The Maine Sportsman - New England's Largest Readership Outdoor Publication

Downeast Hunting Report: November 27, 2007

Most everyone is a collector or appreciates some form of items from the past. Whether it is dolls, paintings or hunting and fishing equipment, quality is evident and appreciated and admired. Recently while talking to an antique dealer, we both were speculating, what items of today are going to be collectables in 25 or 100 years from now? We are in the quick fix and throwaway generation. Most of the sporting good collectables from the past were made for a specific market and came in different grades with options, chokes, barrel lengths, etc. Coming from times when money was tight, if you bought it had to have a use, not to become a closet queen firearm or a dust catcher in the cellar.

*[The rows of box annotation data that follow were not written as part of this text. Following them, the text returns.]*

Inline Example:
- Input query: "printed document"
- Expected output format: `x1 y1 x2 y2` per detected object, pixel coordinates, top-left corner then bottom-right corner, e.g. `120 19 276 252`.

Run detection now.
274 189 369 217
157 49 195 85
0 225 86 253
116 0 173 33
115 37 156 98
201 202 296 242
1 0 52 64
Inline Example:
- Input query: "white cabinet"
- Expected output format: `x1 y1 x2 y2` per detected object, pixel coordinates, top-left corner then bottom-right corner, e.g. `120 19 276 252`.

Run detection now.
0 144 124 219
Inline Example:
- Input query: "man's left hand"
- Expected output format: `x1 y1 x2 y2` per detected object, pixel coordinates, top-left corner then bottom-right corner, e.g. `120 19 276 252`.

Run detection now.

Having all this in mind, while walking thru the sporting goods department in the different big box stores, I look up and down the aisles I try to imagine, what would take someone’s breath away 50 years from now. Everything is plastic, rubber or who knows what and mostly made overseas. If you were going to make a sporting goods time capsule for them for 2060, what would you put in it?

Everything is driven by the current demands, composite stocks and stainless steel barrels are great for adverse hunting conditions, much like the current military arms. What if you want something to use on “nice” days, wood on a firearm that has great burl and the metal has fiery casehardening on the frame and deep rust bluing on the barrel or, comparing a vintage bamboo fly rod to a current graphite production model. You don’t see current makers selling two tips with their rods.


Definitely, “beauty is in the eyes of the beholder”, when your grand kids ask, why didn’t you put some of those away, what will they be talking about?